杜青猛然转过头来,清澈的眸子里有着一丝微怒,第一次朱恪从她眼中看着不一样的情绪,真是不简单。“王爷,这话应经超出一个女子承受的范围了。”
“你是一般的女子吗啊?一般的女子哪个会作出你做得事?”朱恪这话倒是真的,自己嫁给他后,做得每一件事情,好像都有点离经叛道。但是他这样的污蔑她,自己真的有点生气了。
“那依王爷所言,一般的女子该是什么样子的?项丝那样的吗?每日每日瞧着柔弱,明着暗着争宠斗气,见着身家比自己高的就和别人比美貌,瞧着样貌比自己高的就和别人比身家?当面一套,背地里又是一套?王爷这么多年以来,就是喜欢见着人演戏吧?还是自己也已经喜欢着演戏?猛然见着不想不会演戏的人,倒是不习惯了!”
第一次,朱恪见识了她的利刃,掩藏着平静外表下的利刃,她说的一点也没有错。自己又何尝不知道项丝和那些姬妾们在演戏,自己也是。可是杜青真的像自己说的那样干净,一点都没有演戏吗啊?
“别把自己说的那样清高,你自己就不演戏吗?大家都是王宫侯门里出来的人,谁又比谁干净的多?”
“是!我没有那么清高。我也是每天在演戏,可是我要是不演戏又怎么在这样的世间活下去。我娘亲倒是一个去伪纯真的人,但是却生生的被这世间给逼死了。我答应过她,要好好活着,活着就得演戏!我每天都在扮演着一个叫杜青的女子。身为侯门的孤女,奉旨嫁给一个时时提防自己的相公,每时每刻还要提放着流言蜚语。好呀!好一个戏子!”
南平站在帐外,帐内时时传来两人的争执之声,是争执。这种争执不是王妃的那种撒娇般的无理取闹,那是一种压抑的爆发。王爷和青夫人两个人居然在吵架。不知道怎么回事,就算是所有的现象都不利于青夫人,自己依然愿意相信她是清白的。

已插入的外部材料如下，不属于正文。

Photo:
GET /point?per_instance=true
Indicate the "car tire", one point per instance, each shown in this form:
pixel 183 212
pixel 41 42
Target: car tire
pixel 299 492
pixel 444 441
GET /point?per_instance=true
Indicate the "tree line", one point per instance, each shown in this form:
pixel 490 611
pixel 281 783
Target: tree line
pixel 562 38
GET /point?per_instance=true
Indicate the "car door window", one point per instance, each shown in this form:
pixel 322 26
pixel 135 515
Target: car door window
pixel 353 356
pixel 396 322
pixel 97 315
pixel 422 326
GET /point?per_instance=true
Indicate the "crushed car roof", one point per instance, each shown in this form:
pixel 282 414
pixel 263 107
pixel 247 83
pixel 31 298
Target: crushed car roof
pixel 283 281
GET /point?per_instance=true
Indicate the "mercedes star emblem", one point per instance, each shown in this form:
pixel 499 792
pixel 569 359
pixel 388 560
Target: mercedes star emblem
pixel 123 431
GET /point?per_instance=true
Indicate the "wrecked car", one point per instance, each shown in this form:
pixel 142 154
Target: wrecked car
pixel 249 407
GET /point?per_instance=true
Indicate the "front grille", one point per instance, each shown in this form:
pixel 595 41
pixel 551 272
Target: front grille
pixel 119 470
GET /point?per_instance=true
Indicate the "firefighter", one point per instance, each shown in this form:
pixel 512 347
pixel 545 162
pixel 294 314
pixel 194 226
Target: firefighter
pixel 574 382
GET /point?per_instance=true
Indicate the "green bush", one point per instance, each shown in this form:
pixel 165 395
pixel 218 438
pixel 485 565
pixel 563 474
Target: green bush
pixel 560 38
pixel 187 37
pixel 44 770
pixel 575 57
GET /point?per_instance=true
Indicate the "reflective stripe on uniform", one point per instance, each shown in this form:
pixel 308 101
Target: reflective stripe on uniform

吵架?寻常百姓家每对夫妻每日都可能遇见的事情,在皇族的家庭简直不可想象。他们的教养和身份决定了他们是不可能像寻常的夫妻那样用争吵来解决一些分歧甚至增进感情。但是,杜青注定是要打破朱恪的一切常规。两个人在军帐里吵的不可开交,同时两个人都是聪明绝顶的人物,吵起架来颇有一些势均力敌的意味,一个人刚说出一句话,另一个人马上就能会意,甚至就着这话继续说下去,一波一波,掀起一段又一段的高潮。谁又能说在吵架时能够马上会意自己的人在某种情况下不是自己的知己呢?
“你要是敢出去,我就打断你的腿!”伴随着朱恪的这声怒吼,杜青猛然掀开帘子。堵在帐外的人,见到余怒未消的杜青,都有些讪讪的退到一边。一向平静如水的杜青竟然有了情绪的波动,四位侍卫倒是有一点惊奇。可是接下来,竟还有一件事要颠覆他们的想象。
“站住!”朱恪怒气冲冲的掀开门帘,一把抓住向前走的杜青,“放手!”杜青甩开他的手,打算继续朝前走,突然,朱恪在众目睽睽之下,将杜青先是拦腰抱起,再将她扛在肩上,回到了自己的军帐。
什么情况?所有看见的人只有这一个感觉!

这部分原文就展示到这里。